25 Kasım: 25 Kasım Kadına Yönelik Şiddete Karşı Uluslararası Mücadele Günü’nde kadınlar, "erkek-devlet şiddetine, yoksulluğa hayır" sloganları ile Türkiye ve bölge kentlerinde sokaklara çıktı. Binlerce kadının katıldığı eylemlerde “Hükümet istifa” sloganları yükselirken, kadınlara engel olmak isteyen polislerin barikatları yıkıldı.
3 Aralık: Tecavüz faili uzman çavuş Musa Orhan’ın yargılandığı davada mahkeme heyeti, failin geleceğini düşünerek indirim uyguladı. Mahkeme, fail Musa Orhan’a “nitelikli cinsel saldırı” suçundan 10 yıl hapis cezası ile tutuksuz yargılanmasına karar verdi.
4 Aralık: HDK’nin düzenlediği “Erkek Egemenliğine Karşı Direniş ve Mücadele Yöntemlerimizi Konuşuyoruz” başlıklı konferans başladı. Açılış konuşmasını yapan HDK Eş Sözcüsü Esengül Demir, “2022 yılında da kadınlar hem erkek hem de devlet şiddeti karşısında daha dik ve mücadeleci olacak” mesajını verdi.
10 Aralık: Tutuklu bulunduğu cezaevinde işkence gördüğünü ve infaz koruma memurlarının cinsel saldırısına maruz kaldığını belirterek suç duyurusunda bulunan Garibe Gezer şüpheli bir şekilde yaşamını yitirdi.
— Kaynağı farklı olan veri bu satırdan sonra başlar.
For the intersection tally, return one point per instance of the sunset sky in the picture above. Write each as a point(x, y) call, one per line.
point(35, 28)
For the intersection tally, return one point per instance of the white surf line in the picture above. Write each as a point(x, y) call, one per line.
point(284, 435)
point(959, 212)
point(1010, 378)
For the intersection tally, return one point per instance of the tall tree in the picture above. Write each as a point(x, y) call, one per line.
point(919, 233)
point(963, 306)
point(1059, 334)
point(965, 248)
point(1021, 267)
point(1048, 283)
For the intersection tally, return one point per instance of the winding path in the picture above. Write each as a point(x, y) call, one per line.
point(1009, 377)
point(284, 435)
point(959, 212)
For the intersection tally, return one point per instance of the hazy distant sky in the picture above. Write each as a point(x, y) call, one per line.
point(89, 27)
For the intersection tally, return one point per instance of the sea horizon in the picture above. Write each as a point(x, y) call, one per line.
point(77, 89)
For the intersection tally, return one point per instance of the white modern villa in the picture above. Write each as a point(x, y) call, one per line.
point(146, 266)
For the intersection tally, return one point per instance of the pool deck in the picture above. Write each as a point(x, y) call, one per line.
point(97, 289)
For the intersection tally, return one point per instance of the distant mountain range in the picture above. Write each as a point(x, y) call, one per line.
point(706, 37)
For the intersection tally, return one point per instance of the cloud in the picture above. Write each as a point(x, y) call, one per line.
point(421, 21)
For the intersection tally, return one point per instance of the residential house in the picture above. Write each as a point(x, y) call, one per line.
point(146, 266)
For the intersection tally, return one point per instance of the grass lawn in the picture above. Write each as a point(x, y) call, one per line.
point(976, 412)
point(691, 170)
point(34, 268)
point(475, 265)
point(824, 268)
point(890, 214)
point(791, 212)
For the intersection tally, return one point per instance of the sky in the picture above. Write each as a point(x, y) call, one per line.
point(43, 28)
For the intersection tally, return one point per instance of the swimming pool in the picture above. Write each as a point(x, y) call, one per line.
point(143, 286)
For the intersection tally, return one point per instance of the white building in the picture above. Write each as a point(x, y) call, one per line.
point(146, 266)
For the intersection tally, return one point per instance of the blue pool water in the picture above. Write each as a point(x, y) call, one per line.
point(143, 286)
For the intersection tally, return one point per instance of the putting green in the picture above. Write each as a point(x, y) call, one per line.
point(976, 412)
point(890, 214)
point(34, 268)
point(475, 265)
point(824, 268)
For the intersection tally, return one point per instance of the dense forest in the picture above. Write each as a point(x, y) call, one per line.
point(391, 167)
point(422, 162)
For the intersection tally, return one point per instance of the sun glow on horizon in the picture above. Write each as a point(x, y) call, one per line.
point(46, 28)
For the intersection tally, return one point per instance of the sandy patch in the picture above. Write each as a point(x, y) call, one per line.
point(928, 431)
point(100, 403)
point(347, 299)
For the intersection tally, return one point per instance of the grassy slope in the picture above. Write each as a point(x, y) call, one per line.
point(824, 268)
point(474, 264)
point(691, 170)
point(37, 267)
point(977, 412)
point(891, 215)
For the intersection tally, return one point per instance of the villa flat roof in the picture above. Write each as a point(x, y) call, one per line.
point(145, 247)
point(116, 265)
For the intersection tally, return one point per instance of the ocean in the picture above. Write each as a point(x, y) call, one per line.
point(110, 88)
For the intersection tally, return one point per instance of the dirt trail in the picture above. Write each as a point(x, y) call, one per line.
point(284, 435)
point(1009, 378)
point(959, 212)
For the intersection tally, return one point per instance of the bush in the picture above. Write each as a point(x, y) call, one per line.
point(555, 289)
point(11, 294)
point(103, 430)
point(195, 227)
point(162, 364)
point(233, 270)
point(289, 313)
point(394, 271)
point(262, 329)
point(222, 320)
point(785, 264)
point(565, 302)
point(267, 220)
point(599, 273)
Gezer’in cenazesini almak üzere Adli Tıp Kurumu’na giden yakınları ve avukatları, polis saldırısına uğradı. Kadın örgütleri cezaevlerinde tırmanan şiddet vakalarına karşı eylem çağrısı yaptı.
10 Aralık: Cezaevinde işkenceye, cinsel şiddete uğrayan Garibe Gezer’in şüpheli şekilde hücresinde ölü bulunması ve cezaevinde kalamayacak durumdaki Aysel Tuğluk’un sağlık raporlarına rağmen cezaevinde tutuluyor olmasına tepki için kadınlar Kadıköy’de Süreyya Operası önünde bir araya geldi. Polis, eylemi yaptırmayacağını söyledi.
12 Aralık: Şüpheli şekilde tutuklu bulunduğu cezaevinde yaşamını yitiren Garibe Gezer, hastalığı sebebiyle cezaevinde kalamayacak durumda olan Aysel Tuğluk ve intihara sürüklenen KHK’li sağlık emekçisi Fatma Demirel için Ankara Kadın Platformu açıklama yaptı.
17 Aralık: Süleyman Soylu’nun hedef göstermesinden sonra gözaltına alınıp tutuklananlardan TJA aktivisti Sümeyye Gök, çıplak arama ve psikolojik işkenceye maruz kalarak, tecavüzle tehdit edildi. Gök’ün avukatı yaşananlara ilişkin suç duyurusunda bulundu.
21 Aralık: 68 kadın örgütü cezaevinde olan ve sağlık durumu kötü olan Aysel Tuğluk için dayanışma çağrısı yaparak “Tuğluk’un sağlığıyla ilgili gelişebilecek tüm olumsuz sonuçlardan, ‘cezaevinde kalamaz’ raporunu görmezden gelen idari ve adli makamlar sorumlu olacaktır” dedi.
*Kadın Cinayetlerini Durduracağız Platformu’nun (KCDP) verilerine göre ise, yılın ilk 11 ayında en az 250 kadın erkek şiddeti sonucu yaşamını yitirdi.